Wednesday, August 29, 2012

Fake It Until You Make It

I originally started a blog as a way to stay connected with my family and friends and share my thoughts on mommyhood. 

Over time, it evolved into a craft blog. I realized I love to write, but also to share my creativity. I love to inspire others to realize you don't have to be super 'crafty' to be able to create beautiful things. I love to share tutorials with everyone, but I still want to be able to share snippets of my life with you. And that is part of the reason I separated out The Silva Stories from Laura's Crafty Life.

This has been weighing heavily on my mind. I have been debating whether or not to actually hit publish. I am not sure if I should share something so personal with all of the internet world to see. But, I also realize that by sharing, I might be able to help someone else going through something similar. So despite all my reservations about writing something so personal, I am going to hit publish. Today.
 
I have to start off by giving a little background information. Two times in my past I have been diagnosed with clinical depression. Once, in high school and another time at the end of my college years in 2001. 

The first time in high school I was still mourning my mother's death. She passed away when I was 8 years old, and I don't think I had ever really processed my grief. After some serious counseling, I felt like myself again - actually even better than my old self.
 
In my last semester of college, I was under immense stress to complete the two degrees I was working towards. I was completely burnt out from being a nearly straight-A student all my life. I put a ton of pressure on myself to excel and the weight of it just came down on me like a ton of bricks. 

Needless to say, that was the worst semester I have ever had at school. That time around I was able to do cognitive behavioral therapy with a great therapist and it worked wonders! 
 
I have read studies showing that people who suffer depression once are much more susceptible to becoming depressed again. Since college, I have suffered some times of feeling not quite myself or a little sad, but nothing I couldn't pull myself out of. I used the techniques I learned in therapy to pull my mood around.
 
Fast forward to the past few months. I am sinking. There is no other way to describe it other than I feel like I am drowning. And I can't seem to pull myself out of it this time. I don't enjoy doing the things I once enjoyed doing. The responsibilities of being a mom and a wife all just seem to be too much to bear. Even the littlest things take the most amount of energy.
 
Let me preface this by saying there is a lot going on that is contributing to my not feeling so great. One of the biggest issues I have is a two and a half year old that still doesn't sleep through the night. 

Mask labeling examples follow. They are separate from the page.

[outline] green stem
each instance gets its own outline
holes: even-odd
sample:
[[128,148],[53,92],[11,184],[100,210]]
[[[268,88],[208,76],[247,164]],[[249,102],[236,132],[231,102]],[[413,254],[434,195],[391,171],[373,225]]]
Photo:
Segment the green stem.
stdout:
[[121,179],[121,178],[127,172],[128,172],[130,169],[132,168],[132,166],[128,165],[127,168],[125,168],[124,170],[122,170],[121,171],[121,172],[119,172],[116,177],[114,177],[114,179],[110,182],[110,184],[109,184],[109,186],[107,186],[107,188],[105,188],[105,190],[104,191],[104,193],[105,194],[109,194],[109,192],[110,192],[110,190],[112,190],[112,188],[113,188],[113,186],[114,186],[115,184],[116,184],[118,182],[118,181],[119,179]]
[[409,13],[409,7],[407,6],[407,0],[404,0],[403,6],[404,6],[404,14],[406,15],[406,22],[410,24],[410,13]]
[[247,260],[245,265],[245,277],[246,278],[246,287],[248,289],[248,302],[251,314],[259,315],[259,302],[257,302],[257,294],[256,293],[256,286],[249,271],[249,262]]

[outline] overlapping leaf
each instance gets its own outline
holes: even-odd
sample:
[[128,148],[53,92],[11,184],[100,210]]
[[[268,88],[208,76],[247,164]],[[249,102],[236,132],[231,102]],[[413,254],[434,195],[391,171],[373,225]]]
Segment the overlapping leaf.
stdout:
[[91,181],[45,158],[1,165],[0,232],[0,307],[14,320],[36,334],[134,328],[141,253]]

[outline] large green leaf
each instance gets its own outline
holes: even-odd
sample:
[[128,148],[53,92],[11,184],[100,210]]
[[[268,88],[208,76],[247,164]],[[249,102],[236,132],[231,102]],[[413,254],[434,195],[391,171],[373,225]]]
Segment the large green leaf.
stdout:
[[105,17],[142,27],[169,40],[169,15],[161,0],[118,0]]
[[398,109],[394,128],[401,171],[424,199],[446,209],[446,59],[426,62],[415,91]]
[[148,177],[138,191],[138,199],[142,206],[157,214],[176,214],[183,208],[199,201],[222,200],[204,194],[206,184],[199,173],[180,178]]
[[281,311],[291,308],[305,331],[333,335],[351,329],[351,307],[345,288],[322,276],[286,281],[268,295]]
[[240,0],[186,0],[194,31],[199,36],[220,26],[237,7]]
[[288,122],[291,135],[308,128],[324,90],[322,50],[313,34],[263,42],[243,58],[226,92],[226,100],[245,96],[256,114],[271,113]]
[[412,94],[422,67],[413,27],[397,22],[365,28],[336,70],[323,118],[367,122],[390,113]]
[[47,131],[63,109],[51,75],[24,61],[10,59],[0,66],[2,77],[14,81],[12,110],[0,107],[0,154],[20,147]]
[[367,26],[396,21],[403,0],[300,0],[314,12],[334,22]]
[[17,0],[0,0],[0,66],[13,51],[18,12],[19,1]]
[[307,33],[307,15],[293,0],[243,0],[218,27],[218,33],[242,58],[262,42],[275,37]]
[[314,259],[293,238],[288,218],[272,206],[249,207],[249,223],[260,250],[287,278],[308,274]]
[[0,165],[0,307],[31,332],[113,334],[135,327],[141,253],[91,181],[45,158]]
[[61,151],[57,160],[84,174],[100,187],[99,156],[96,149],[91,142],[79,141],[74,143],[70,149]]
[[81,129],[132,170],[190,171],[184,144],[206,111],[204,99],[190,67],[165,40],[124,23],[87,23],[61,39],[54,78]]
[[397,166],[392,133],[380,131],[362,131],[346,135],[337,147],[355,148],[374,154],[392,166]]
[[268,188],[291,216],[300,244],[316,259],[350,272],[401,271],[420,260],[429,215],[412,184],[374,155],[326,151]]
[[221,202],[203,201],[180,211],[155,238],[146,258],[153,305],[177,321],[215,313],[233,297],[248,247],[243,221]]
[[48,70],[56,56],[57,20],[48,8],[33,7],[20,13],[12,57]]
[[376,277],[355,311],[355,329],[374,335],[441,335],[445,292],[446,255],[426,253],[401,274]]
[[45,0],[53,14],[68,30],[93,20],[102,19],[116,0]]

That means more than 2 and a half years of not getting a good night's sleep. If you have ever missed a few nights' sleep, you know how this can negatively affect your mood. Times this by almost 1,000 days and you could see how this wouldn't be great. For anyone.
 
I have also been feeling very isolated lately. I have a lot of friends but don't really have a 'best' friend (other than my husband). There is definitely something to be said for having a great girlfriend to talk to and share with. And right now in my life, there is not anyone that fills that void for me.
 
I am so grateful to have such a loving, supportive husband. He is my rock in hard times. And I am so grateful that he has supported me in talking about all this with him. I have been shutting him out and that is not fair at all. 

I feel so bad that right now I am not the wife he married. And I think by talking to him about it, sharing it with some of my family, and now sharing it here I am starting to feel like I can move forward.
 
Depression is a strange thing. As much as you need or want to talk about it, you sometimes just can't. Some of that stems from being worried about people judging you. Some of it comes from the lack of energy to do anything, let alone have an emotional talk about what you are feeling (that more than likely the other person isn't really going to understand). And some of it comes from not wanting to admit to yourself that you are anything other than happy.
 
But now that I have admitted to myself that I am heading down that road to depression again, which I so desperately want to avoid, I know what I need to do to move forward. Essentially, I have to 'fake it 'til I make it'. I have to just do those things that used to make me happy and I know eventually I will find some peace and happiness in those activities.

And that is exactly what I am going to do. I am going to move forward and try to enjoy all of life's blessings because there truly are so so many.

I know this was an extremely heavy post. And I thank you to those of you who made it all the way to the end with me. I hope my experience can someone help someone else out there, if by nothing else than to help you realize you are not alone! 
 
Please note, I am not a therapist and if you are feeling overly sad or not quite right you should definitely see your doctor. It is always okay to seek the help you need.